Жданов уже в Лондоне, там «сведет» меня с К.; опять мелькнула надежда на воплощение «Кам. обск.», но я не очень верю, что выйдет. Вижу тысячу людей – Кокошкиных-Гуаданини (don’t you dare be jealous), Тэффи, Буниных, Татариновых. Вчера был у Л. С. Гавронской, где перс показывал замечательные фокусы, а потом Берберова, очень ритмично правя, повезла меня и Ильюшу домой, причем у самого дома автомобильчик сломался. Назначены еще два французских чтения, в начале марта. Пожалуйста, пошли Денису (замучившему меня) экземпляр «Весны в Ф.» (найдешь оттиск в сундуке): он жаждет переводить и собирается выпустить ее купно с «Aguet». Кроме того, пошли (или скажи «Petrop.» послать) экземпляр «Отчаяния» к Antonini (6, rue Corot), он пишет обо мне. И прошу тебя, душка, еще: пошли фотографии мальчиковые маме. Я с моими не могу расстаться. Рассказ о воронах и ласточках тут имел шумный успех. Душенька мой!
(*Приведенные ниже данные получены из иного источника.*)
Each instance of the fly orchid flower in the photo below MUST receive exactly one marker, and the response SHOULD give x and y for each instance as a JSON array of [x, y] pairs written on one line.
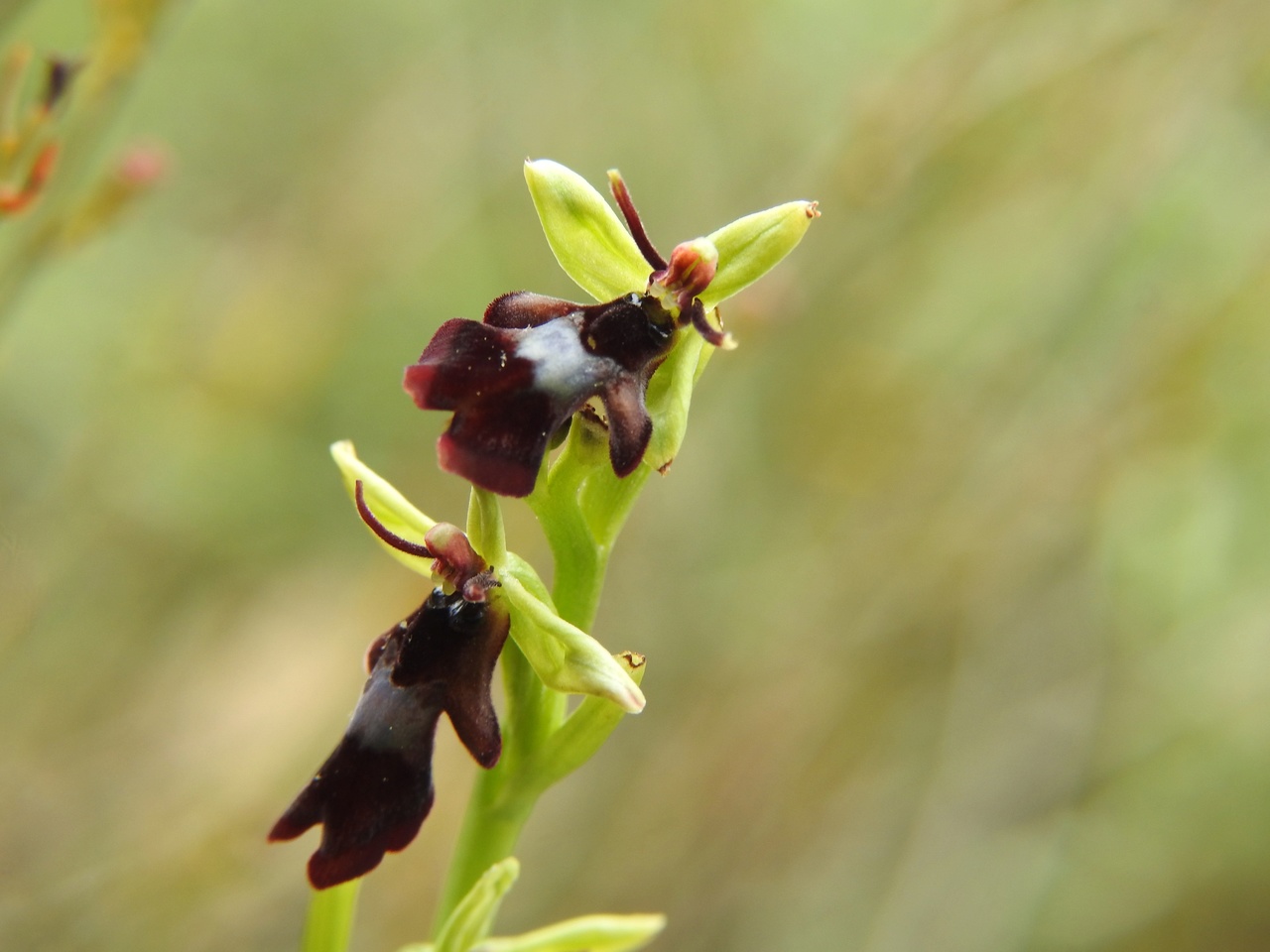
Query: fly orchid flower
[[375, 789], [515, 380]]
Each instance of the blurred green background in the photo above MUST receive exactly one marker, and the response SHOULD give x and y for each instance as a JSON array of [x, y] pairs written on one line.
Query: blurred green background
[[956, 602]]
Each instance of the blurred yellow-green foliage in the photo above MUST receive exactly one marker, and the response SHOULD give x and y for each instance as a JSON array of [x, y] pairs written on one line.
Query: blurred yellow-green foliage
[[956, 603]]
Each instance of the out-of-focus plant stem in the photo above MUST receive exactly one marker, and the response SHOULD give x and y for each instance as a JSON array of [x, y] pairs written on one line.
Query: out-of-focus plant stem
[[126, 36], [330, 918]]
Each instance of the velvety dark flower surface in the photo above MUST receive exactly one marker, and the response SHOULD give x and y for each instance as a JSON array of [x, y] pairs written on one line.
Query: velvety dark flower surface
[[375, 789], [516, 379]]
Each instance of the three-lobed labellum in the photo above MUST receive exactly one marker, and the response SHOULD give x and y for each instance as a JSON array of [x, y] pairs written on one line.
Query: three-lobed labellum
[[516, 379], [375, 789]]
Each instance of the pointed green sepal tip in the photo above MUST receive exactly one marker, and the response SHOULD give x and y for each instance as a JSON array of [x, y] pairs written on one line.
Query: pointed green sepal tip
[[564, 656], [585, 235], [751, 246], [587, 933], [472, 916], [583, 733], [386, 503]]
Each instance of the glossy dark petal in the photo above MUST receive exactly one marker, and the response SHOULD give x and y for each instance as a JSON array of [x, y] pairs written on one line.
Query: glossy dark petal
[[466, 362], [454, 644], [499, 444], [375, 789], [524, 308], [516, 381], [629, 424]]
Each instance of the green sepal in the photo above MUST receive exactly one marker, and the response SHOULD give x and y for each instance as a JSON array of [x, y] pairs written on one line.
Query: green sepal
[[564, 656], [389, 506], [670, 395], [472, 916], [587, 933], [585, 235], [751, 246], [581, 734]]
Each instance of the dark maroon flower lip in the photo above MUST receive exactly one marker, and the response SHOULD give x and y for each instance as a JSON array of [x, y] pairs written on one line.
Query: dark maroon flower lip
[[375, 789], [517, 379]]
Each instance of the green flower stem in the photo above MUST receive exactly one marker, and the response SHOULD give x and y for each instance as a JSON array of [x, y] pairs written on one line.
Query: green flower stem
[[504, 796], [330, 918]]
К Wilson отослал. Да, – кухня, кажется, неважнец. Я все-таки смею полагать, что мы поедем именно на юг, – но это решится по возвращению из Лондона. Думаю вернуться сюда 27 февр. Часто говорю с Люсей по телефону. Не is very nice, but rather impossible. Придумывает сложные паутинки из пустяков и производит опыты вещей, которых заведомо не собирается осуществить. Завтра встречаюсь с ним и с Моревской (бывшей, кстати, у Гавронской). Продолжаю ужасно страдать от псориазиса: он достиг размеров еще не виданных, а особенно неприятно, что и лицо пегое. Но самое страшное – зуд. Дико мечтаю о покое, мази, солнце… Сегодня Зин-Зин болен, и Влад. Мих. купил ему курицу. Сейчас буду писать к Чернавиной, отменяя. Это большое облегчение, должен сказать.
I love you. Вот уже месяц прошел… Очень хочется писать, но об этом сейчас и думать нельзя.
Привет Анюте, напишу ей на днях опять. Люся не едет никуда 15-го.
Му darling! В.
Есть у тебя статья Ходас.? А то пришлю.